Durch Auflegen auf eine ebene Platte habe ich die Mittenabstände der Beine auf 0,1 mm genau ermittelt (Tiefenmaß vom Meßschieber). So konnte ich eine Handskizze (eine "Gedankenstütze") für das Bohrbild einer einfachen Bohrschablone anfertigen (Abb. 12 ). Alle acht Bohrungen werden per Koordinaten-Bohren auf der Fräsmaschine „angefahren“; die Bohrungen in der X-Richtung von rechts nach links und jene der Y-Richtung von unten nach oben. Somit ist die 0,8-mm-Bohrung rechts unten (in meiner Skizze geschwärzt) quasi der „Start“ und diese Supportstellung wurde an den Skalenringen so „genullt“. Alle anderen „Anfahrwerte“ sind in Kreise gesetzt, für die X-Richtung 31,5 – 3,5 und 35 und für die Y-Richtung 15 und 20. Diese Zahlen gelten jedoch nur für 4-mm-Spindelsteigungen bei den Supportspindeln (z.B. meine WABECO-Fräsmaschine). Andere Spindelsteigungen ergeben selbstverständlich ganz andere Anfahrwerte. Die stets gleichen „Anfahrrichtungen“ sind mit Pfeilen gekennzeichnet.

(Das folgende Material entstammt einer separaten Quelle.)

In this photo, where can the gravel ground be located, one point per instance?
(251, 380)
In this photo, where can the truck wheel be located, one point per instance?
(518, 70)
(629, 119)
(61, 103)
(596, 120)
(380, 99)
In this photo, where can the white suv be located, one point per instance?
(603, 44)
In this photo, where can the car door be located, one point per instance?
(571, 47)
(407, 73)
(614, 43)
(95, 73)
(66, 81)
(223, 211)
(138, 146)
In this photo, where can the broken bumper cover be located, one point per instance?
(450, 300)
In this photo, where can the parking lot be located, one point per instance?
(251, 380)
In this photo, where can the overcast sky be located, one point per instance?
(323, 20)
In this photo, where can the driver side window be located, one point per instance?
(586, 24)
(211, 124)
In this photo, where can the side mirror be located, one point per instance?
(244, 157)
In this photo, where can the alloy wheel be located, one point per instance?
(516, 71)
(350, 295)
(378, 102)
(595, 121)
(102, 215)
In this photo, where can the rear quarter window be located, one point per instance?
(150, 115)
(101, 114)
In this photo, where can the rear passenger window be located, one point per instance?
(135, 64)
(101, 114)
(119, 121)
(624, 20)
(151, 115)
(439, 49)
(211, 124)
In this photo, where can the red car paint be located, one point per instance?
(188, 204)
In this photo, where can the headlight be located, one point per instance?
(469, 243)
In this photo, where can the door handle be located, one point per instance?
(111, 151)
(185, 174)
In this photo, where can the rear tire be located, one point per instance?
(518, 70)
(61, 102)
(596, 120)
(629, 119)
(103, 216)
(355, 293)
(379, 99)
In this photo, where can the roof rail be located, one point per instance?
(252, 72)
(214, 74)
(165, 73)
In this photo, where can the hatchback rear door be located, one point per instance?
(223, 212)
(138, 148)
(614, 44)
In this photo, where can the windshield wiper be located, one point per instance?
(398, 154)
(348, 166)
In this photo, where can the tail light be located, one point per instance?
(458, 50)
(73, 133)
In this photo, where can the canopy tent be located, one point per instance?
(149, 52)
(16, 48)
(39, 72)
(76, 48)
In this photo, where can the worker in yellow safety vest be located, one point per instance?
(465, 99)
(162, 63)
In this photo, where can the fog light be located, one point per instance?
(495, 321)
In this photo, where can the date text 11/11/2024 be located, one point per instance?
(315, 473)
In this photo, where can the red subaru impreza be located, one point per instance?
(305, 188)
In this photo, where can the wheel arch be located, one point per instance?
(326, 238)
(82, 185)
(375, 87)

Wie das Ganze praktisch aussieht, zeigt Abb. 13 . Das 1 mm dicke Messing-Blech ist mit einer Sperrholz-Unterlage direkt auf dem Frästisch gespannt. Für eine „kurzfristige“ Bohrvorrichtung für wenige Bohrungen genügt Messing. Für das Bohren in viele Teile müßte man schon dickeres Stahlblech nehmen und für sehr viele Teile müssen gehärtete Bohrbuchsen in eine Bohrvorrichtung gesetzt werden. Durch die Holzunterlage besteht nicht die Gefahr, daß ich in den Tisch der Maschine bohre. Im Foto sind die sechs 0,8-mm-Bohrungen schon fertig, eben werden die zwei 2,4-mm-Bohrungen ausgeführt. Um das kurze Oval in der Mitte anzureißen, habe ich schnell einen Anreiß-Körper mit einem Durchmesser von 13 mm und einem 2,4-mm-Zapfen gedreht. Der Zapfen paßt in die beiden 2,4-mm-Bohrungen der Bohrschablone. In Abb. 14 sieht man diese beiden Anrisse und den Anriß der Außenkontur. Dabei säge ich selbstverständlich zuerst das innere Oval aus und dann erst die (bedeutungslose) Außenkontur (Abb. 15 ). Jetzt bohre ich die 0,8-mm-Bohrungen in eine 10 mm dicke Novotex-Platte ab (Abb. 16 ). Damit die Bohrschablone dabei nicht verrutschen kann, wird sie von den zwei ersten 0,8-mm-(Cu-)Drähten gesichert. Diese Platte wird später noch benötigt. Wenn man bisher alles richtig gemacht hat, so kann man die fertigen Bügel zur Probe in die Platte stecken (Abb. 17 ).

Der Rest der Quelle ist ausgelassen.